Jörg Kappei und Magnus Hirschfeld sind zwei ganz harte Burschen

  Jörg Kappei von der Feuerwehr Herrhausen und Magnus Hirschfeld von der Feuerwehr Rhüden holten bei der diesjährigen TFA-Europameisterschaft gleich dreimal Gold, zweimal Silber und einmal Bronze. „Hart ist nicht hart genug“, lautet das Motto der Teilnehmer und Teilnehmerinnen des TFA-(Toughest Firefighter Alive)-Wettkampfes, dem härtesten Feuerwehrwettkampf der Welt.
Die Liste mit Teilnehmern aus der ganzen Welt war auch diesmal wieder gespickt mit bekannten Namen dieser anspruchsvollen Sportart. 13 Nationen waren vertreten; unter anderem ging am Wettkampfwochenende auch der amtierende „Stärkste Feuerwehrmann der Welt“ an den Start. Der TFA ist ein internationaler Feuerwehrsportwettkampf, bei dem die Teilnehmer an ihre körperlichen Grenzen gehen müssen. Beim Wettkampf müssen die Teilnehmer vier Stationen durchlaufen, die im Aufbau den Einsatzsituationen einer Feuerwehr nachempfunden sind. Neben Schlauchziehen, eine Eskaladierwand hochklettern, Leitern aufstellen oder Gewichte ins zweite Stockwerk tragen, müssen die Teilnehmer 300 Stufen im Elisabeth-Krankenhaus in gesamter Einsatzkleidung hoch rennen. In diesem Jahr wird es für die Sportler und Sportlerinnen noch härter, da die Regeln auf internationale Standards angepasst wurden. Für die Wettkämpfer bedeutet das, dass sie zum einen in ihrer gesamten Einsatzkleidung an den Start gehen und dabei teilweise auch noch die Atemschutzgeräte (PA) angeschlossen haben müssen. Jörg Kappei und Magnus Hirschfeld bewältigten die Aufgaben mit Bravour.

Station 1: Schlauchziehen, Schläuche aufrollen
Unter Atemschutz werden 2 x 4 B Schläuche (welche bereits zusammengekuppelt in Buchten liegen,) an eine Kreiselpumpe angeschlossen – und über eine Distanz von 80 Metern ausgezogen. Anschließend werden zwei B-Schläuche „einfach“ aufgerollt und zu einer Box getragen – und dort korrekt eingelegt.

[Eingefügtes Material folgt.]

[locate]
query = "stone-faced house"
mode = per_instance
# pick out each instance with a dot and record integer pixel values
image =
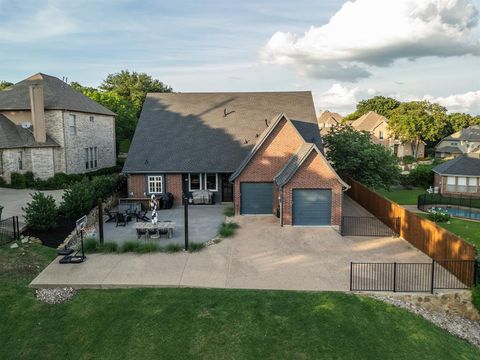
(465, 141)
(261, 151)
(377, 125)
(47, 127)
(460, 176)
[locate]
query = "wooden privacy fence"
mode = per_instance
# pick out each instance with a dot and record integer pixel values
(424, 234)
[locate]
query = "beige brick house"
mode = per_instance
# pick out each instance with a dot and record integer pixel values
(377, 125)
(47, 127)
(261, 151)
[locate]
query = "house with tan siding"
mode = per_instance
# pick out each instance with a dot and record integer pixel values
(260, 151)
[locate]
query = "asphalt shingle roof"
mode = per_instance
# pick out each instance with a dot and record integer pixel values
(211, 132)
(14, 136)
(58, 95)
(461, 165)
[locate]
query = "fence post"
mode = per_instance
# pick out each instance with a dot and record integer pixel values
(394, 277)
(433, 275)
(351, 275)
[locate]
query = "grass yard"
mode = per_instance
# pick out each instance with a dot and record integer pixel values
(402, 196)
(466, 229)
(206, 323)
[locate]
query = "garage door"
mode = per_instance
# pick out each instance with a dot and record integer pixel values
(312, 207)
(256, 198)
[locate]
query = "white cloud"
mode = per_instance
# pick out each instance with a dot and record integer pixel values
(367, 33)
(342, 99)
(468, 102)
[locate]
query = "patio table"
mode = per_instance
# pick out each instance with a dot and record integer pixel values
(161, 225)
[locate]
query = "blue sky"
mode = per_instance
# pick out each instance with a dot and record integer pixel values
(342, 51)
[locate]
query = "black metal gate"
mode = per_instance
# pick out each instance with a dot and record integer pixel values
(369, 226)
(9, 230)
(413, 277)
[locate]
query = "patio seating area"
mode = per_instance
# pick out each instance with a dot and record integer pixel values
(129, 222)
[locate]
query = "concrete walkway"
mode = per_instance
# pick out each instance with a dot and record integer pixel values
(262, 255)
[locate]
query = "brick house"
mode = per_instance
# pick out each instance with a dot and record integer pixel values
(460, 176)
(261, 151)
(377, 125)
(47, 127)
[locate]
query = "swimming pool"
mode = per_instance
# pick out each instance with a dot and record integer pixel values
(473, 214)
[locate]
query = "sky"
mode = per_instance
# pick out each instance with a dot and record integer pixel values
(343, 51)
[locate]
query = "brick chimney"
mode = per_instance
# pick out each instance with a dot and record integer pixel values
(38, 113)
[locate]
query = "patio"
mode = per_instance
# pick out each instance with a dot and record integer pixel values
(203, 224)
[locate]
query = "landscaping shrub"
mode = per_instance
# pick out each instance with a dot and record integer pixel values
(29, 179)
(227, 229)
(421, 176)
(130, 246)
(17, 181)
(41, 213)
(78, 200)
(230, 211)
(408, 159)
(438, 215)
(194, 247)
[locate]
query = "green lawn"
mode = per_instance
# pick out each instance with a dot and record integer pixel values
(466, 229)
(402, 196)
(206, 323)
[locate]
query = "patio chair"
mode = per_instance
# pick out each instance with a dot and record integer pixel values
(121, 220)
(112, 216)
(141, 232)
(153, 233)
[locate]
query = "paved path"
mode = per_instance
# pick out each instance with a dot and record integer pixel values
(262, 255)
(14, 199)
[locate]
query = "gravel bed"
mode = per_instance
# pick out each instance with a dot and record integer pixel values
(454, 324)
(55, 295)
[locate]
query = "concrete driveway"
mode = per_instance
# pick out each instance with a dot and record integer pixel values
(262, 255)
(14, 199)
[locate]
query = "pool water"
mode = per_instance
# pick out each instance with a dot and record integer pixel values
(469, 214)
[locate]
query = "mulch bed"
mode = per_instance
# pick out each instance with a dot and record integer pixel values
(55, 237)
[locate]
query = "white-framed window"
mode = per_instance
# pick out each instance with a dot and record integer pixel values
(461, 184)
(194, 182)
(155, 184)
(72, 124)
(20, 160)
(451, 183)
(91, 160)
(211, 182)
(472, 184)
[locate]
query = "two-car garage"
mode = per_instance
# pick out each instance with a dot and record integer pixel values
(311, 207)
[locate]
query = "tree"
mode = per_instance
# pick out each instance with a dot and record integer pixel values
(380, 104)
(417, 121)
(354, 154)
(4, 84)
(133, 86)
(126, 119)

Station 2: Keiser Force Machine, Tunnellauf, Dummy, Eskaladierwand
Bei dieser Station muss an einer Keiser Force Machine ein Gewicht von 72,5 Kilogramm mit einem Vier-Kilogramm-Hammer über eine Distanz von 1,5 Meter bis zur Zielmarkierung geschlagen werden. Anschließend geht es mit einem Kanister (Gewicht von 20 Kilogramm) durch einen Tunnel. Im Anschluss daran wird ein 80-Kilogramm-Dummy von einem Podest gehoben und über eine Strecke von 80 Metern gezogen. Danach wird zu einer 100 Meter entfernten Wand gelaufen; dort wird der PA abgelegt und die Wand von drei Metern Höhe überwunden. Die Zeitnahme erfolgt beim Aufkommen auf der Sprungmatte.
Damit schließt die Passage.